We also support email-based alerts, which can be configured by providing the necessary SMTP details. On resolution of alerts, email notifications are sent.
Configuration
There are certain environment variables that need to be configured in the Prophecy admin UI.
Edit Alert Configs
To edit the alert configurations in Prophecy, follow these steps:
- Log in to Prophecy as an admin user.
- Navigate to the Admin tab of the Prophecy Settings page.
- Within the Admin main tab, select the Config subtab.

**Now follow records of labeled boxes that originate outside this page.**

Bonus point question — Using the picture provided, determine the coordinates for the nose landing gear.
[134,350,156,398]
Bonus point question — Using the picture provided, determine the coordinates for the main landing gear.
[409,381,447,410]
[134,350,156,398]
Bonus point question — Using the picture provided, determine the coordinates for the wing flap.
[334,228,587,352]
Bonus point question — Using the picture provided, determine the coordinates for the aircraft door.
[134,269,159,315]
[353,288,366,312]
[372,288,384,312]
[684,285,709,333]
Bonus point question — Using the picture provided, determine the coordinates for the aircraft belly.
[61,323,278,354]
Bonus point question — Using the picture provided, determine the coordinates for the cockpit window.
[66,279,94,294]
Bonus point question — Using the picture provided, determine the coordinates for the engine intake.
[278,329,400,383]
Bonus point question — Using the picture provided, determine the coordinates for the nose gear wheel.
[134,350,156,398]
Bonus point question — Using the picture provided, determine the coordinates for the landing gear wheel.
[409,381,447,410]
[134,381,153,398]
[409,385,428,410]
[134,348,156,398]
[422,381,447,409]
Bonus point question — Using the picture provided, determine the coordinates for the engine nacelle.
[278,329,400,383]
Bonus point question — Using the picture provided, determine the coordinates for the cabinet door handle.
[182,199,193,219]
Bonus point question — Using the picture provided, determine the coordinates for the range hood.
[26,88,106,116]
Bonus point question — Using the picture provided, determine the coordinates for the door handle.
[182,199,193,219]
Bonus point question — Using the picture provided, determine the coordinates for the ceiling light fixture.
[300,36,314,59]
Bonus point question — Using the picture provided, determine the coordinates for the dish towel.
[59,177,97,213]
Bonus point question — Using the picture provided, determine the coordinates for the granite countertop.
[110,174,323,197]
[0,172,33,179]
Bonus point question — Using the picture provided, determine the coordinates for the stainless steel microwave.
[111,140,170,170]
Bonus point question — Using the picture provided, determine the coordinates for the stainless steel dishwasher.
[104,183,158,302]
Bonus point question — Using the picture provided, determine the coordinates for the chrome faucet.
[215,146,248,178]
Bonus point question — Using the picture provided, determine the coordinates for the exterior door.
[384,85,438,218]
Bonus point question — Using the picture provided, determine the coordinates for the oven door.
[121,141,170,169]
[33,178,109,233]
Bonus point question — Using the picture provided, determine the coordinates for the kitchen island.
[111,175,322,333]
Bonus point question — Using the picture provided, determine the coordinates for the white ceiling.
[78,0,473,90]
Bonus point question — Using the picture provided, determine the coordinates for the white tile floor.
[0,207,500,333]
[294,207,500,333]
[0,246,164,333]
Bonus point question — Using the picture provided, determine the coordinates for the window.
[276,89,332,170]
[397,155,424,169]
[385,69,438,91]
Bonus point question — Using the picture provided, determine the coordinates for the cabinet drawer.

- Click on the Alert Config subtab to configure the alert settings.
JSON format
Below are JSON configurations within the Prophecy UI that need to be enabled to support this functionality. You will have to configure only the options which you require. Make sure to maintain a JSON format mentioned below while configuring the different options. Most of the values below are defaults or sample values.
{
"alertConfigs": [
{
"maxAllowedOccurrenceCount": 20,
"metricsType": "CPU_USAGE",
"thresholdValue": 0.95
},
{
"maxAllowedOccurrenceCount": 3,
"metricsType": "DISK_USAGE",
"thresholdValue": 0.95
},
{
"maxAllowedOccurrenceCount": 3,
"metricsType": "FILE_COUNT",
"thresholdValue": 0.95
},
{
"maxAllowedOccurrenceCount": 20,
"metricsType": "MEMORY_USAGE",
"thresholdValue": 0.8
}
],
"enableAlerts": true,
"enableServiceSuspend": true,
"notificationEmailIDs": [
"customer1@test.com",
"customer2@test.com"
],
"reAlertIntervalinMinutes": 120,
"relativeWarningThreshold": 0.05,
"smtp": {
"password": "********",
"senderEmailID": "sender@test.com",
"serverHostname": "smtp.test.com",
"serverPort": 587
},
"suspensionWindowinMinutes": 60
}
Supported configuration variables
Configuration variable name | Description | Default value |
---|---|---|
alertConfigs.maxAllowedOccurrenceCount | Number of consecutive occurrences to hit before triggering an alert (warning/critical). Every interval defaults to 30s. | 20 (or) 10mins for CPU/Memory, 3 (or) 1.5mins for Disk Usage/File Count |
alertConfigs.metricsType | The metric type tracked | CPU_USAGE, DISK_USAGE, FILE_COUNT, MEMORY_USAGE |
alertConfigs.thresholdValue | The threshold value beyond which alert is triggered. This is a fractional value between 0 and 1 | 0.8 for MEMORY_USAGE and 0.95 for others |
enableAlerts | Enabling of alerting system | true |
notificationEmailIDs | List of emails to notify in case of hitting alerts, this list is comma separated | [] |
reAlertIntervalinMinutes | How often should triggered alerts resend the email in minutes | 120 |
relativeWarningThreshold | It is the (configured threshold - relativeWarningThreshold) value after which WARNING is generated before hitting CRITICAL state. This is a fractional value between 0 and 1. Defaulted to 5% less than threshold value. | 0.05 |
smtp.password | The password of the SMTP server credential. This is an encrypted value. Setting this to NULL will disable email alerting. | NULL |
smtp.senderEmailID | The send email ID at the SMTP server. Setting this to NULL will disable SMTP email alerting. | NULL |
smtp.serverHostname | The SMTP hostname of the server. | smtp.gmail.com |
smtp.serverPort | The SMTP port of the server credential. Setting this to 0 will disable SMTP email alerting. | 587 |
suspensionWindowinMinutes | Time after which suspension of critical services is to be done in minutes | 60 |
Alerting guidelines
- The default configured values satisfy most use cases.
- If you set
enableAlerts
to false, this will disable the alerting system. Monitoring will still work and be visible from the Admin Monitoring subtab.